STARNEWSID.COM, PINRANG — Rumah Tahanan Negara (Rutan) Kls llB Pinrang Provinsi Sulawesi Selatan (Sulsel), adakan sosialisasi kepada seluruh warga binaan, terkait impelementasi Undang-Undang Nomor 22 Tahun 2022 tentang Pemasyarakatan (UU PAS), Sabtu 27 Agustus 2022.
Hal Ini merupakan tindak lanjut arahan dari Direktur Jenderal Pemasyarakatan tertanggal 22 Agustus 2022. Kegiatan dipimpin langsung Kepala Rutan (Karutan) Kls IIB Pinrang, Wahyu Trah Utomo, didampingi Kepala Sub Seksi Pelayanan Tahanan (Yantah), Rusdin dan dihadiri semua warga binaan Rutan Kls llB Pinrang.

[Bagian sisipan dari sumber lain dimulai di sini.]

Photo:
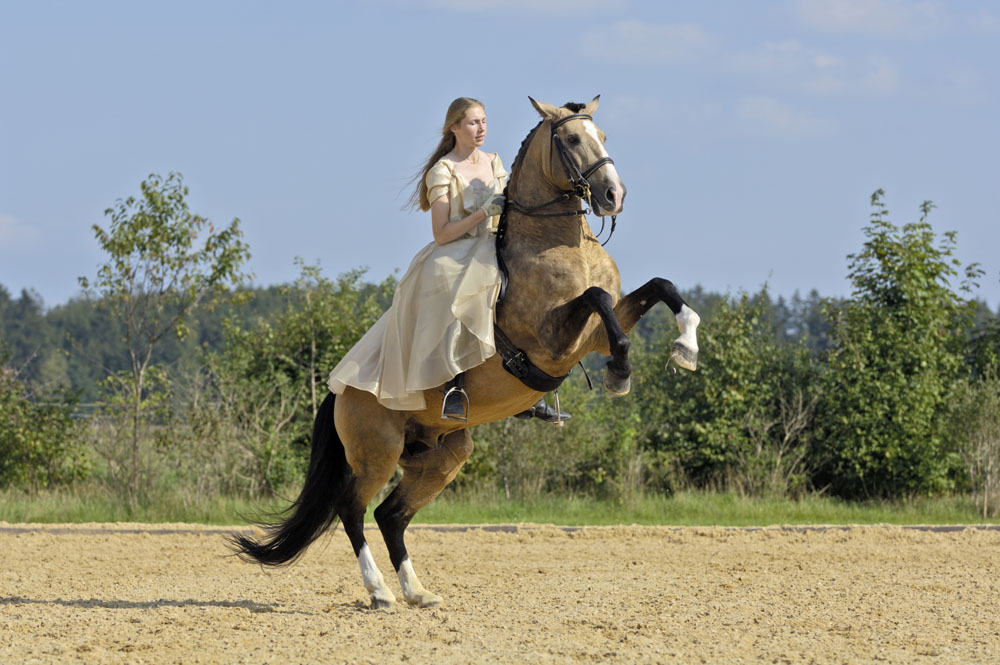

“Doa kita semua terkabul, akhirnya PP 99 tidak lagi berlaku, semua Warga Binaan sudah bisa memperoleh haknya tanpa terkecuali, berkas-berkas yang sebelumnya mempersulit sudah dihapuskan, sehingga siapapun bisa memperoleh haknya dengan mudah, baik itu hak remisi maupun integrasi,” terang Wahyu.

“Kita sudah berkomitmen untuk memenuhi semua hak-hak saudara, itu artinya, kewajiban saudara juga harus kalian penuhi, jangan menuntut hak, kalau kewajiban kalian tidak dipenuhi” tegas Karutan.


“Intinya, bapak ibu hanya perlu mengikuti pembinaan dengan baik, hak remisi dan integrasi, otomatis kalian dapatkan secara gratis tanpa ada pungutan apapun,” terangnya.
Lain halnya yang disampaikan oleh Anaruddin, selaku Operator Sistem Database Pemasyarakatan (SDP), bahwa semua Warga Binaan yang terkait PP 99 dalam proses pencatatan untuk diinventarisir data-data yang telah lewat 2/3 masa pidananya.